When I read Enlow — and I think both she and her fiancé are talented communicators who merit close reading — I feel like I am a fly on the wall at Luke, or the Esquire or The Friendly Spot, and am privvy to what young professionals half my age, members of the “creative class,” are saying to each other over a beer or burger. I am pleased we are being invited into that conversation. Even where I might not agree with everything said, I want to know what motivated them to say it and believe it.
Put another way, it’s imperative that our city’s civic, business and cultural leaders listen carefully to Enlow’s generation and respond to their needs, or accept the reality that we will continue to lose them to other cities. Rackspace Chairman and SA2020 Tri-Chair Graham Weston has a question he likes to ask when speaking before leaderships groups, especially when an audience member challenges the value of downtown investment or Weston’s well-known desire to quicken the pace of change in San Antonio.
“I ask people, ‘How many of you have children who attended college and then decided to not come back to San Antonio?’ and without exemption all hands go up except for one or two people, here or there, where a family business has led to children returning,” Weston said. “I want a city where our kids don’t all leave en masse and where it is easier to convince talented young people to move here and stay here.”
We are on our way, in my opinion, but I understand that some very smart people argue just as convincingly that we are changing too slowly, not moving fast enough. How do you see the state of living and working in San Antonio compared to other metropolitan areas? Does our city make your list of Top 10 Downtowns?
Mayor Julián Castro and others tout San Antonio as the seventh largest city, but that’s a number games to me. I accept our status as a top 25 metro area and don’t pretend we’ve really passed Boston or about to overtake Philadelphia. The regional cities I most enjoy don’t seem to spend any energy pretending to be bigger than they really are. They focus instead on why they are better than somewhere else rather than bigger than somewhere else. Being big is not analogous to being good. Rate of growth and inventory of urban amenities are better measures.
I did sit down and make lists of my favorite cities, big, regional and small. I have no desire to go elsewhere. I’d rather be part of transforming our city. But that doesn’t mean I rate the home team as number one. My own choices are based on where I have been, and I haven’t been everywhere. This will probably start a bar argument or provoke some snarky commentary, but I bet the people agreeing with Enlow would probably agree with me that my lists are a good road map used by all those young, creative types who are not coming here, or worse, are on their way out.

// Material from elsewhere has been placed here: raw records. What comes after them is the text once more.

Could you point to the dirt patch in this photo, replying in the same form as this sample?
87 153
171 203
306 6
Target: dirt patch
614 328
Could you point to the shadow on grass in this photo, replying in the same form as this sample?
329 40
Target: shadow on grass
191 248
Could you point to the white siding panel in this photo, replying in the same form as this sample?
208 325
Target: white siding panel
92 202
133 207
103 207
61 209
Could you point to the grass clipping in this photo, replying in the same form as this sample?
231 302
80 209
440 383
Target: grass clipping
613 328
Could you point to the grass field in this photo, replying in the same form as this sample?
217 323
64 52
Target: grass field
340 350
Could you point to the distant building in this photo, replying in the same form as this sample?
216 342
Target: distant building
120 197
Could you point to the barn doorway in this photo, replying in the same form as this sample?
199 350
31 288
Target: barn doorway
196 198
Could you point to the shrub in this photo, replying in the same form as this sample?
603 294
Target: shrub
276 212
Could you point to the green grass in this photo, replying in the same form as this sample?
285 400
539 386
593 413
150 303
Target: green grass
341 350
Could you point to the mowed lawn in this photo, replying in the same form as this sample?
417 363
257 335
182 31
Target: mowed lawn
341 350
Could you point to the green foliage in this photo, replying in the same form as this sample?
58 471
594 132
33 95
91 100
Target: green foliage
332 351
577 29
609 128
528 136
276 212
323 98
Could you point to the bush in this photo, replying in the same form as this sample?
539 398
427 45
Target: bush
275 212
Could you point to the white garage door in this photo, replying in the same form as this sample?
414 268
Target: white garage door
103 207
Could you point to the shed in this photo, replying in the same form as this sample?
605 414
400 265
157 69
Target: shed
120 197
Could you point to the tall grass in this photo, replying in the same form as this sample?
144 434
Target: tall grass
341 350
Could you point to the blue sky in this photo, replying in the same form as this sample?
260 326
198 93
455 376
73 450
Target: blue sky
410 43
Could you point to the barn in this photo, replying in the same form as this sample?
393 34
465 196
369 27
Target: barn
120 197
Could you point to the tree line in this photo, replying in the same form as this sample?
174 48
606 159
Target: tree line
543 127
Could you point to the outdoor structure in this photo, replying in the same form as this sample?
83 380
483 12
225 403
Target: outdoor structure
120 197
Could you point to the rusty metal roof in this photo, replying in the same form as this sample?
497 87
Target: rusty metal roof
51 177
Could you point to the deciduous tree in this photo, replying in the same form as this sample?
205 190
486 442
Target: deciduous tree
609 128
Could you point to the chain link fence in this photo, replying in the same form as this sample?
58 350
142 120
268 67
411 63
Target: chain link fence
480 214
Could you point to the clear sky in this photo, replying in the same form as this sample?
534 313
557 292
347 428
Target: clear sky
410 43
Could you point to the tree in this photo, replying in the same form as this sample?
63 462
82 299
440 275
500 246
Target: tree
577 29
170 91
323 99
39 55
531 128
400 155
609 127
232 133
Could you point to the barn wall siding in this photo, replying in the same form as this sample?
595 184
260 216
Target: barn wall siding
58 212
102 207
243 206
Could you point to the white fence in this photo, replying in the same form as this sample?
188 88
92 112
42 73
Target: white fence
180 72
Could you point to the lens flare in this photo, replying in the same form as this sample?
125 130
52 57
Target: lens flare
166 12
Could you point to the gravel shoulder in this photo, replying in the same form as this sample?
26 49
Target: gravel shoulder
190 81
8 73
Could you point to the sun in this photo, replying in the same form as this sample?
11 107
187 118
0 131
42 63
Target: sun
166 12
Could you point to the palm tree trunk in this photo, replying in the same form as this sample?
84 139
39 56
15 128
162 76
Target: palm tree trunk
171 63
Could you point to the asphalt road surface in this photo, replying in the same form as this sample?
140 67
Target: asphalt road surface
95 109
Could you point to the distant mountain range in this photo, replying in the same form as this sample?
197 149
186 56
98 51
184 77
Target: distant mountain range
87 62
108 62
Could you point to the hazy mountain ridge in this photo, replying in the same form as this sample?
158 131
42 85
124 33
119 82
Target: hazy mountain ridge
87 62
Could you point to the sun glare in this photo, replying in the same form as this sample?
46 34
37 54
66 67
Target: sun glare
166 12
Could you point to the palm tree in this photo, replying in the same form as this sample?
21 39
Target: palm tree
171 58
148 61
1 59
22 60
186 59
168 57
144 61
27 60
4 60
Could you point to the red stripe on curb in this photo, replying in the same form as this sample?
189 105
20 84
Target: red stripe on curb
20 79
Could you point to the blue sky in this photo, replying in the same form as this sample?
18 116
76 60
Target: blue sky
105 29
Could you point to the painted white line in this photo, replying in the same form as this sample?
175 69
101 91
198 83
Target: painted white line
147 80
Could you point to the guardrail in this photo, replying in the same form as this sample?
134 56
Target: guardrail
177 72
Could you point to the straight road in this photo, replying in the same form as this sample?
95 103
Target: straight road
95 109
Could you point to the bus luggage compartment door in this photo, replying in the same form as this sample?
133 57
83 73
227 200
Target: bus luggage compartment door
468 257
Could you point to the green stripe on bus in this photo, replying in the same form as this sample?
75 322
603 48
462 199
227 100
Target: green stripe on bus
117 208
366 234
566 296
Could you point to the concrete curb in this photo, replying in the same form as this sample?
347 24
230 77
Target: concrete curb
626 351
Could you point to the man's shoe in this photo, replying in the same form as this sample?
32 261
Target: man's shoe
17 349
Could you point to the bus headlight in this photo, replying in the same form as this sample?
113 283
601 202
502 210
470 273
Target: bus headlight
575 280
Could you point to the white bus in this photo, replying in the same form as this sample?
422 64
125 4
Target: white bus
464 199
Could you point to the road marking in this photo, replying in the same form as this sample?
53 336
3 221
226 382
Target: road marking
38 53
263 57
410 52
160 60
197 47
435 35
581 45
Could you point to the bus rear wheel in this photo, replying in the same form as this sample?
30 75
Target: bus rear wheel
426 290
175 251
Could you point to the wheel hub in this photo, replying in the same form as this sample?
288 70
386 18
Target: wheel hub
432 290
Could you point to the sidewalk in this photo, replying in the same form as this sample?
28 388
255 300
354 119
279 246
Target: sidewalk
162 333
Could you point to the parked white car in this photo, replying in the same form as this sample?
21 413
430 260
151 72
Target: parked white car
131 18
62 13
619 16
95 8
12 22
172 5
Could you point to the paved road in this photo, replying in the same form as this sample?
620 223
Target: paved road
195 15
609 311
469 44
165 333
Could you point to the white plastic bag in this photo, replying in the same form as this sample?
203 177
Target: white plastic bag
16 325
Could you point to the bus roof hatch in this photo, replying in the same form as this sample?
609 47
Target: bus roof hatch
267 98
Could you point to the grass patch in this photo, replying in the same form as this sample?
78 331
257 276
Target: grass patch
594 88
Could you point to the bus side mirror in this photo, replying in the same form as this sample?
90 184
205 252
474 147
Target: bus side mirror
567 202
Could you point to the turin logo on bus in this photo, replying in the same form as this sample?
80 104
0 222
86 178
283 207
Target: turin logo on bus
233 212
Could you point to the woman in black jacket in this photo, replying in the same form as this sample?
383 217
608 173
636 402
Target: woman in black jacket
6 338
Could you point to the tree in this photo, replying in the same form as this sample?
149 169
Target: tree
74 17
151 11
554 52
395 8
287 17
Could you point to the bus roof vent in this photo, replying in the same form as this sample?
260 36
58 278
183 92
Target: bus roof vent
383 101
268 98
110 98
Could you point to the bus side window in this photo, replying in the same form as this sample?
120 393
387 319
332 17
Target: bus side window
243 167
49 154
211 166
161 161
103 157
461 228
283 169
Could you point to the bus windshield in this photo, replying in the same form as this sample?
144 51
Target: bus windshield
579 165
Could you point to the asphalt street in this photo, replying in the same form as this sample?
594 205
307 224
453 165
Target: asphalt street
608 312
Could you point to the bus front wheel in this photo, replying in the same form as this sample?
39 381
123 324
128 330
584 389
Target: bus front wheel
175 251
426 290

Top 10 Regional Downtowns Top 10 Big City Downtowns
1. Austin 1. New York
2. Seattle 2. Los Angeles
3. Portland 3. Chicago
4. Denver 4. Boston
5. San Diego 5. San Francisco
6. San Antonio 6. Miami
7. New Orleans 7. Washington DC
8. Indianapolis 8. Philadelphia
9. Milwaukee 9. Atlanta
10. Louisville 10. Dallas
Top 10 Small Cities
1. Boulder, CO
2. Madison, WI
3. Santa Fe, NM
4. Bend, ORE
5. Fort Collins, CO
6. Asheville, NC
7. Charlottesville, VI
8. Traverse City, MI
9. Portsmouth, NH
10. Bozeman, MON
I reserve the right to change my mind.